Il y a aussi un inconvénient (car c’en était un pour lui), que Béranger croyait qu’il éviterait définitivement en se retirant loin de Paris. Pour plusieurs raisons, qu’il a déduites plus d’une fois avec le plus grand sens et le plus grand art, il ne voulait pas faire partie de l’Académie française, et à chaque vacance qui se produisait dans cette compagnie, ses amis, les journaux et le public ne manquaient pas de l’assaillir pour l’inviter à y demander un fauteuil.
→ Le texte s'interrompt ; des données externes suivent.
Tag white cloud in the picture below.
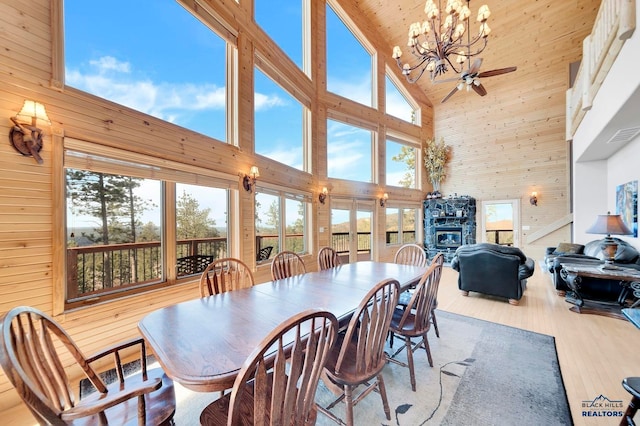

La grande lettre adressée à M. Lebrun, le 21 janvier 1835, mérite d’être transcrite ici tout entière. Il n’y a pas d’endroit où Béranger ait mieux marqué ce qu’il pensait de son rôle, de ses œuvres, de son caractère ; il n’y en a pas où l’excellence de son âme soit plus visible pour tous les yeux et plus respectable. Il disait à cet ami :

« Votre lettre ne m’est arrivée que ce soir, mon cher Lebrun, et je me hâte d’y répondre, tant je suis affligé de voir qu’après notre dernière conversation vous ne vous rendiez pas encore aux raisons qui m’empêchent d’aller frapper à la porte de l’Académie française. Vous devez pourtant être bien convaincu que ces raisons sont sérieuses, au moins pour moi, et surtout qu’elles sont très-sincères.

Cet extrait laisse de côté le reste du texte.